In conclusion, we have documented the variable expression and incomplete penetrance of an INI1 germline mutation in a third multigeneration family with the RTPS (Wesseling et al, 2007). Inheritance of the mutation resulted in the development early in life of an AT/RT in at least three cousins. Two of these patients survived this tumour for over 15 years and one of these developed a (probably radiation induced) meningioma and a myoepithelioma in adulthood. We recently showed (Hulsebos et al, 2007) that INI1 is a predisposing gene in familial schwannomatosis, a disorder in which patients develop multiple schwannomas later in life and that is also characterised by variable expression and incomplete penetrance (MacCollin et al, 2003). It has been hypothesised that in patients with a germline INI1 mutation, a developmental window exists at young age in which most rhabdoid tumours occur (Janson et al, 2006).
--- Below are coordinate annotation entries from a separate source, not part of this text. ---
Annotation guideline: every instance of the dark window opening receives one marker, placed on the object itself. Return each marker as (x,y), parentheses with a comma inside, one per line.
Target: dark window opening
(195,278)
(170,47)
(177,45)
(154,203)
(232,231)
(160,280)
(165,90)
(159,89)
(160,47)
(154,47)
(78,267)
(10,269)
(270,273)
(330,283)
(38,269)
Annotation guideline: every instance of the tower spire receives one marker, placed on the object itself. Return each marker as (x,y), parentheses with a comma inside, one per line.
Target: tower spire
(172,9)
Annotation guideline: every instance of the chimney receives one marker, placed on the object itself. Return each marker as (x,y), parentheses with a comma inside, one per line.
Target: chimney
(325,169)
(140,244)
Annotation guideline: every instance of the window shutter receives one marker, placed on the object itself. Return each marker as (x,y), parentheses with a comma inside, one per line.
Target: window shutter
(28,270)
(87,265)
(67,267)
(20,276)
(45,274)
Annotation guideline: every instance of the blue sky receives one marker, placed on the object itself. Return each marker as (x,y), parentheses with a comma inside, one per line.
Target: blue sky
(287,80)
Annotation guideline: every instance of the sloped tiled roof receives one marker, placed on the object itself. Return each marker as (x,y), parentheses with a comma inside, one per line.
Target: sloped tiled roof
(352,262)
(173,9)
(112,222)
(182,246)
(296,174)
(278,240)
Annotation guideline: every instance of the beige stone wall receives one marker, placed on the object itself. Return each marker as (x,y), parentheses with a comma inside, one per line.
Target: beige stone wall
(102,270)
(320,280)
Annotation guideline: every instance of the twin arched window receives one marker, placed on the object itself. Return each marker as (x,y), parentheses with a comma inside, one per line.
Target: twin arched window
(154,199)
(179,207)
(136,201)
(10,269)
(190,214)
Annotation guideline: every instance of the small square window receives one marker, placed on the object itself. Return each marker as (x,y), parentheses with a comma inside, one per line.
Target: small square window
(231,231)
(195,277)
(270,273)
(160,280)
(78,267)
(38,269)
Carriers of the INI1 mutation that do not develop such a tumour at young age might be at increased risk of developing other INI1-related, but not necessarily malignant tumours later in life.

Given the small number of splice site mutations in malignant rhabdoid tumours reported to date (Biegel, 2006), it is interesting to note that our family and one other multigeneration family with RTPS (Taylor et al, 2000) demonstrate an INI1 mutation at a splice site, raising the possibility that carriers of such a mutation may be less likely to be affected. In case of our family, there is the additional possibility that in the brain of the unaffected carriers alternative splicing of the INI1-mutant allele transcript, leading to absence of INI1 protein in the brain tumours of the patients, does not occur. Instead, skipping of exon 4, resulting in the in-frame deletion of 46 amino-acid residues in the INI1 protein, may occur. This truncated protein may still be (partly) functional, at least not contributing to the development of brain tumours in these carriers. Finally, whereas long-term survival in children with AT/RT is extremely rare (Tekautz et al, 2005; Squire et al, 2007), two of the four cousins we described survive for more than 15 years now. More multigeneration families with the RTPS need to be investigated to further elucidate genotype–phenotype correlations in this syndrome.